Most if not all musical scales in the world are created by
a series of fifth intervals. Starting with C, the next fifth from C would
be G, the next fifth from G would be D, the next fifth from D would be A, the
next fifth from A would be E. So what have we now? C, G, D, A, E.
Isn't that C, D, E, G, A, the pentatonic scale in C major?
Why stop at pentatonic? Why can we go to the next
note in the sequence, the fifth of E, which is B? Adding B will add a
semitone dissonance (from B to C) and adding the next fifth (F#) will add a tritone
dissonance (from C to F# and from F# to C), to an
otherwise perfect scale. Also there is the question of how far one would
go. In the western world we went on and on until we "discovered" the
"circle-of-fifths": C, G, D, A, E, B, F#, Db, Ab, Eb, Bb, F, C. Shuffle
all the notes around you will find all the notes in our modern diatonic scale:
C, Db, D, Eb, E, F, F#, G, Ab, A, Bb, B. But then the 12 semitones and 12
tritones in diatonic scale were so complex they require fairly complex rules to
focus only on 7 notes at any given time.
Furthermore, most western musicians has heard about the "circle-of-fifths" but
most music teachers forgot to tell you that in
reality, there is no circle-of-fifths but only the infinite "spiral-of-fifths" (the C at the
end of the so-called "circle-of-fifths" is not exactly the same as the starting
C!).

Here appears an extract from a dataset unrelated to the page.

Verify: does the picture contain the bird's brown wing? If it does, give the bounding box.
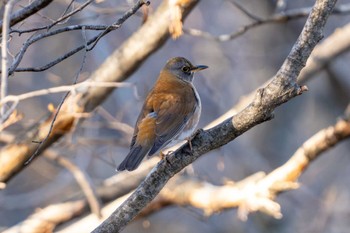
[149,89,196,155]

In other words, the scale we are using today is not natural nor
perfect but compromised for the sake of the "circle-of-fifths". One can
read more about this by doing a search on just-intonation, equal temperament
(this is what we use today), mean tempered and other tuning systems.
So instead of going on and on and have to deal with the
"spiral-of-fifths" and creating complex rules for the dissonances, many
civilization prefer to stay with the natural pentatonic scale where all the
sounds go well together.
To sum up pentatonic is very popular throughout
music history due to some fundamental characteristics:
- It is a natural scale (that makes it universal)

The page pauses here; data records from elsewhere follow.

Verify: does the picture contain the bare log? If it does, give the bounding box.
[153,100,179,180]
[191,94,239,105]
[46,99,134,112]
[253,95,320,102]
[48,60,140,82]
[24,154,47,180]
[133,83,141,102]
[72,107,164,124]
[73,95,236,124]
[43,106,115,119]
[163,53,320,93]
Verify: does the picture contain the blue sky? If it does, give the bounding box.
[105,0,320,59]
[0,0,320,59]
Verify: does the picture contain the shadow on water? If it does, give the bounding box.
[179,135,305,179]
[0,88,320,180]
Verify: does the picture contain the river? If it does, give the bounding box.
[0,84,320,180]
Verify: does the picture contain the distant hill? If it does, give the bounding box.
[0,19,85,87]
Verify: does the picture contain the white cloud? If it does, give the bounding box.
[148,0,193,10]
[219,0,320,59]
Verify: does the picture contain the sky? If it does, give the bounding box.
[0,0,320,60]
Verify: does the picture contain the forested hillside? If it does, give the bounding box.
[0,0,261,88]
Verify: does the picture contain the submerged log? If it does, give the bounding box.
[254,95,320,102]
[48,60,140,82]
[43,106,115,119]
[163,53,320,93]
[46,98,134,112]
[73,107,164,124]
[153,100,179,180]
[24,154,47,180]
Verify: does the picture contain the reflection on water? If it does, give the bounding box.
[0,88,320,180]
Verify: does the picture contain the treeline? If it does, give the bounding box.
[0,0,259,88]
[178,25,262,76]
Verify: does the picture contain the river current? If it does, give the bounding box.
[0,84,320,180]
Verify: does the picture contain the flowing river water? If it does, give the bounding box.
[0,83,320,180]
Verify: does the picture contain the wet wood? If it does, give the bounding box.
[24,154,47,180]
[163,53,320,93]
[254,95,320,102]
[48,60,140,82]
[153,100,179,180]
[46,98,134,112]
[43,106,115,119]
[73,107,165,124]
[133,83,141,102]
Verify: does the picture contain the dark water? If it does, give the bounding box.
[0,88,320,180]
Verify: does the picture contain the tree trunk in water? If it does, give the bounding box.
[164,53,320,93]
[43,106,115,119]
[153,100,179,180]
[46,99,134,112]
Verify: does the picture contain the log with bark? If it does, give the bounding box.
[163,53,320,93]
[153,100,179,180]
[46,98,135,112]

- It is not compromised (such as the equal temperament
scale we used today in modern western music)
- It has little dissonances
- It is simple enough for improvisation yet complex
enough for most occasions
For laymen, the main reason for the popularity of
pentatonic is that "it is easy to play, great for improvisation and it sounds
great no matter how you play it" and this fact has been proven again and again by the
rock lead guitarists who have re-discovered pentatonic in the past couple
decades and gave us those wonderful lead guitar licks.